Reacciones que no gustan, las de malas feministas, las que traen detrás ese “¡ay chicas como os tomáis todo, ya no se puede hacer o decir nada, pobre hombre, ¡si tiene hijas!”

Nuestra reacción como mujeres fue tajante, no titubeamos, ni necesitamos escuchar versiones. Nos quedamos pegadas a la tele y sabíamos sin duda lo que era aquello. No era un besito fraternal, ni consentido, ni de colegas. A las cosas hay que empezar a llamarlas por su nombre: aquello era una agresión sexual, era abuso de poder, y probablemente fuera la punta del iceberg.

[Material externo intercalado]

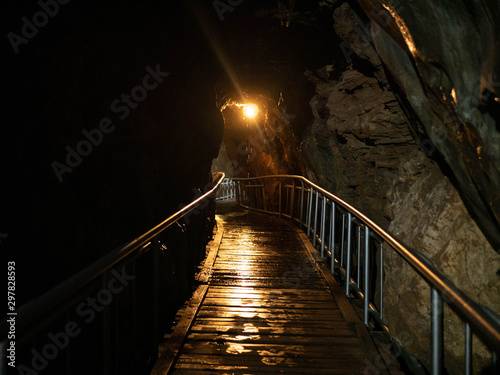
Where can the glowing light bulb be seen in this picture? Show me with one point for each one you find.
(250, 110)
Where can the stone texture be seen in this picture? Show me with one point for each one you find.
(374, 119)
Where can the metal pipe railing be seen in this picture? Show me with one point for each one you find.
(39, 321)
(330, 228)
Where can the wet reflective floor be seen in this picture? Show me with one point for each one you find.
(267, 310)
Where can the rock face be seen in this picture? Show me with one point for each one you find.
(406, 133)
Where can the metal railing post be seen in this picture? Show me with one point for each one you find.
(323, 224)
(366, 291)
(279, 197)
(301, 221)
(315, 234)
(332, 238)
(342, 243)
(358, 252)
(309, 212)
(381, 273)
(348, 255)
(436, 333)
(468, 349)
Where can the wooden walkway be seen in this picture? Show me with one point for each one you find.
(267, 309)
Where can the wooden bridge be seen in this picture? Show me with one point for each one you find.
(266, 306)
(265, 300)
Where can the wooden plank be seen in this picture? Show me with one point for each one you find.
(268, 309)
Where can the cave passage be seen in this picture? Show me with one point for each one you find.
(267, 308)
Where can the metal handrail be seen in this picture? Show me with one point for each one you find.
(482, 323)
(39, 308)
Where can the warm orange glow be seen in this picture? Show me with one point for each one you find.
(454, 95)
(404, 30)
(250, 110)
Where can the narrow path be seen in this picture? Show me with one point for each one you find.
(267, 309)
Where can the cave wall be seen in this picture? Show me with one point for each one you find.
(85, 66)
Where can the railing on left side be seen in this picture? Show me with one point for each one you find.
(353, 244)
(107, 319)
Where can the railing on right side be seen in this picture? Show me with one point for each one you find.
(352, 242)
(227, 190)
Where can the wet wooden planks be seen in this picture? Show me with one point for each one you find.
(267, 310)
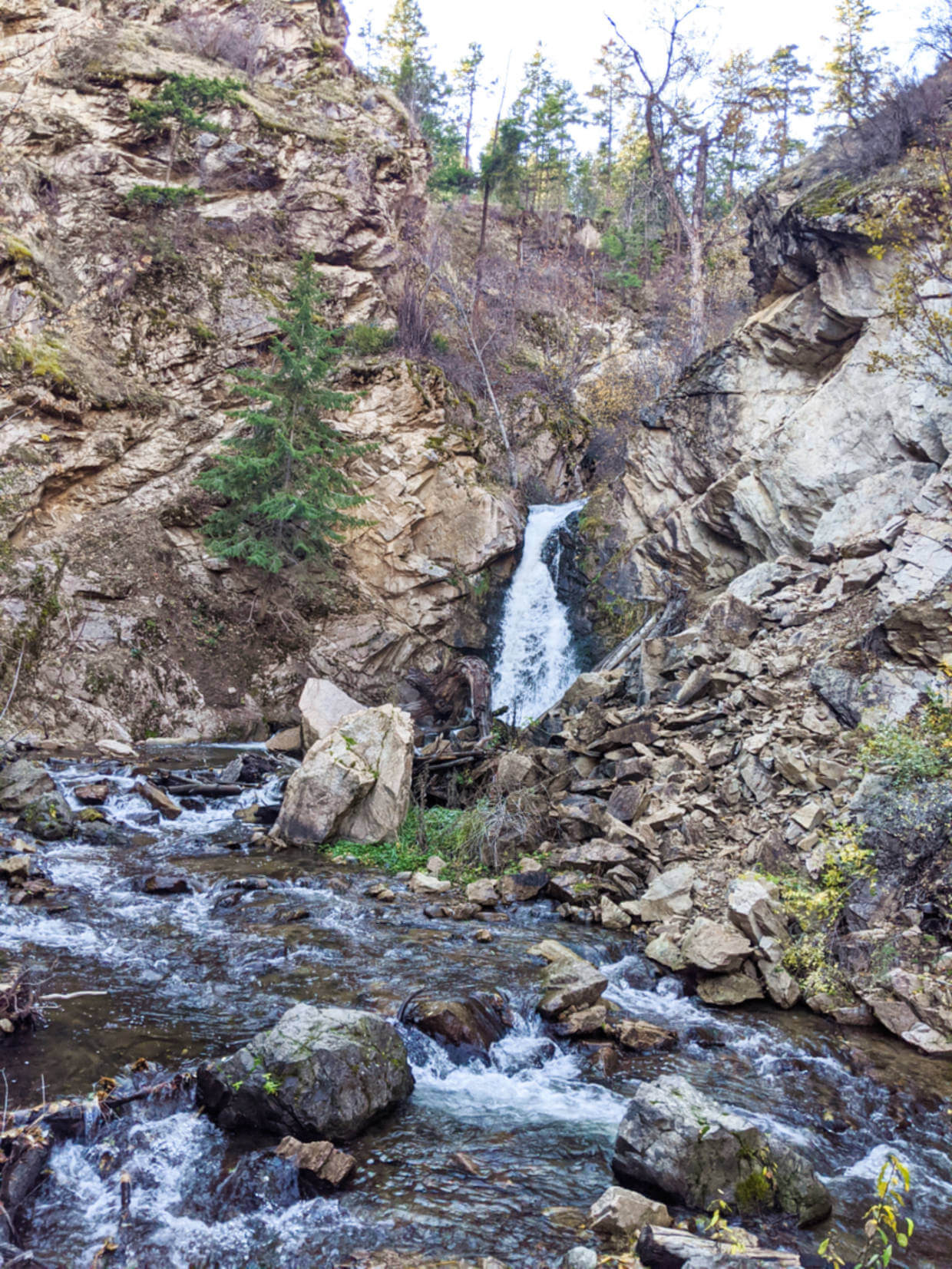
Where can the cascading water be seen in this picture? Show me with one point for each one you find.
(481, 1152)
(537, 658)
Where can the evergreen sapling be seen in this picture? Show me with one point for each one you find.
(289, 497)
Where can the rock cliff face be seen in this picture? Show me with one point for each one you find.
(782, 441)
(122, 324)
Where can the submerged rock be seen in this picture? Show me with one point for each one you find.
(623, 1211)
(318, 1162)
(318, 1074)
(472, 1022)
(683, 1144)
(570, 983)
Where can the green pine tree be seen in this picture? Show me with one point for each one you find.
(289, 497)
(177, 109)
(854, 73)
(786, 95)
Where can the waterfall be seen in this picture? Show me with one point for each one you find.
(536, 660)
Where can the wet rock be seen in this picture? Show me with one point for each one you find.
(355, 783)
(23, 782)
(116, 749)
(318, 1074)
(714, 947)
(48, 818)
(91, 795)
(582, 1022)
(643, 1037)
(155, 797)
(580, 1257)
(570, 983)
(622, 1212)
(167, 884)
(318, 1162)
(287, 742)
(15, 868)
(483, 892)
(322, 706)
(659, 1248)
(729, 989)
(521, 887)
(668, 895)
(682, 1142)
(471, 1023)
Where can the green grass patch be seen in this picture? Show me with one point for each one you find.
(450, 834)
(160, 197)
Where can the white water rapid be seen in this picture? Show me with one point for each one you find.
(537, 658)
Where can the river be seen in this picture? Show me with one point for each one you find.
(194, 975)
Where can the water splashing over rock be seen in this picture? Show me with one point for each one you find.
(537, 656)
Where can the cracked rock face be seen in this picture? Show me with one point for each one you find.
(126, 325)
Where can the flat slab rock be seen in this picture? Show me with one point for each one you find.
(318, 1074)
(318, 1160)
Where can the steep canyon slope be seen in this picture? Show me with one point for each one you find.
(124, 318)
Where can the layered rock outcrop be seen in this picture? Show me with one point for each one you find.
(124, 318)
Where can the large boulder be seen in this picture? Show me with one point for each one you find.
(669, 894)
(316, 1074)
(683, 1144)
(755, 909)
(714, 947)
(355, 783)
(322, 705)
(21, 783)
(570, 983)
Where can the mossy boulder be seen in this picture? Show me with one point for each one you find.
(316, 1074)
(682, 1142)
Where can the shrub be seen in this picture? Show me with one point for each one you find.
(365, 339)
(816, 907)
(918, 749)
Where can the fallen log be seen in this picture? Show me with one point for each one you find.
(660, 1248)
(194, 789)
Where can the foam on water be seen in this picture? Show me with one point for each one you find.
(537, 659)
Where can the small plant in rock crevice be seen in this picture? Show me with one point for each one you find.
(816, 907)
(915, 749)
(885, 1226)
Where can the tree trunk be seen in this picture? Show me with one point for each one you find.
(696, 293)
(485, 215)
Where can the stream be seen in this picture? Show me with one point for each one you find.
(194, 975)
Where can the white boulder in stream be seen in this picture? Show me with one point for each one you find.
(679, 1141)
(322, 705)
(318, 1074)
(355, 783)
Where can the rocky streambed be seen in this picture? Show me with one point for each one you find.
(201, 940)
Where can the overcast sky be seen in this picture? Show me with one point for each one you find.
(573, 32)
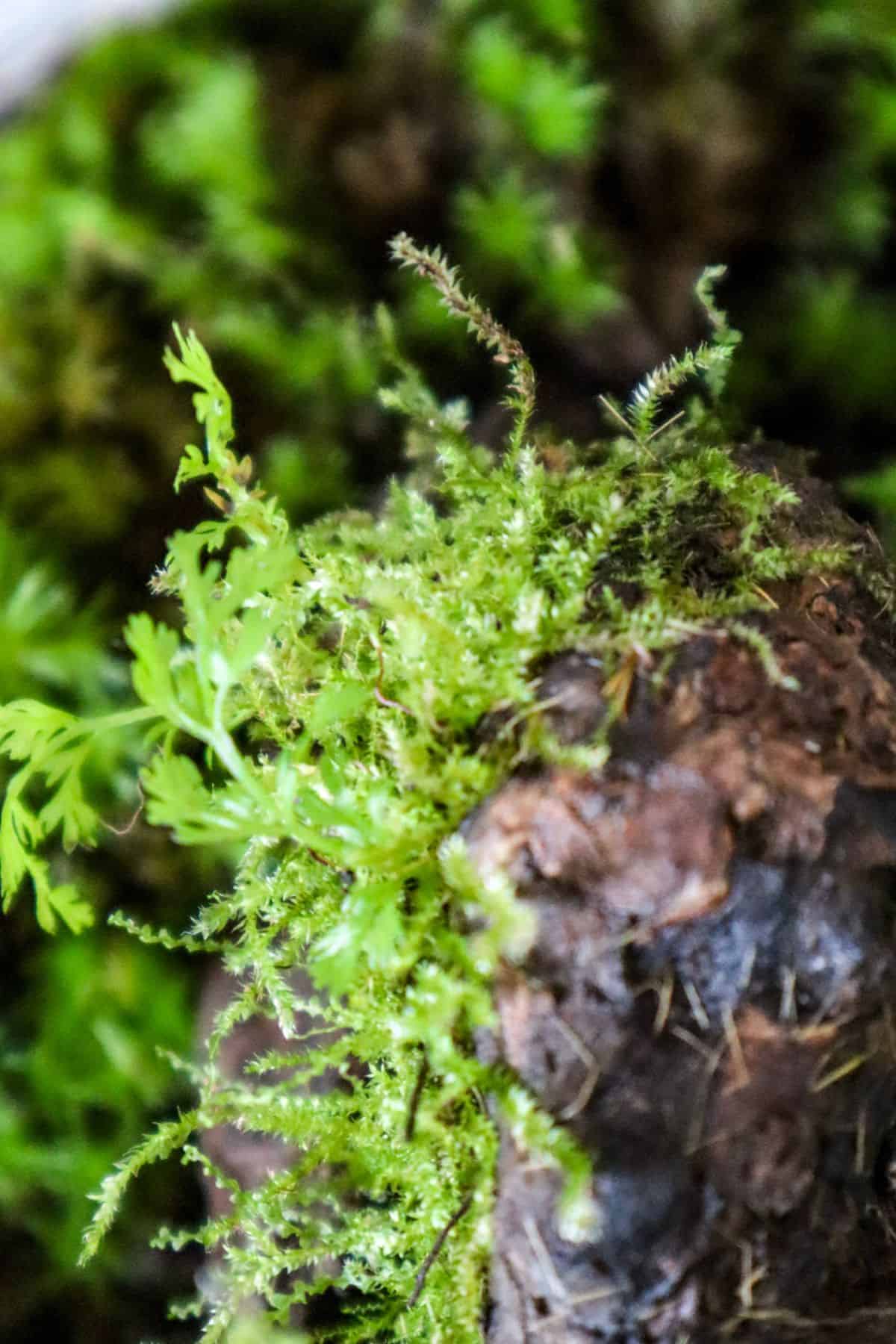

También reconocimos ese “quedarse tiesa” en el momento y el “por la paz un ave maría” de minutos después.

También supimos que cuando la cosa reposa comprendes, reconoces y duele más aún.

Rubiales es ese compañero de trabajo, de izquierda progre, militante incluso o activista de alguna causa solidaria, que cuando te da un abrazo posa su mano en tu culo, o en el “casi culo”, por sistema.

Rubiales y toda la panda de señoros que le aplaudían son ese jefe o compañero que se te acerca demasiado en espacios pequeños, o que te coge de la cintura sin ninguna necesidad cuando pasa detrás de ti. Son ese amigo de tu padre o de tu madre que siempre te miró “raro”. Esa caspa de hombres son el motivo de no hacer topless en algunas playas, o el motivo de ponernos siempre sujetador por lo incómodas que nos hacen sentir sus miradas turbias. Son el profesor por el que dejaste de ir a alguna clase o el tendero por el que dejaste de consumir en algún comercio.

Todas lo tuvimos claro Jenni, porque todas hemos estado ahí alguna vez. Es gravísimo.

Es gravísimo pero estamos aquí, las malas feministas estaremos siempre de frente cogiéndonos de la mano. No pasarán.

Se os ha acabado el chollo cabrones.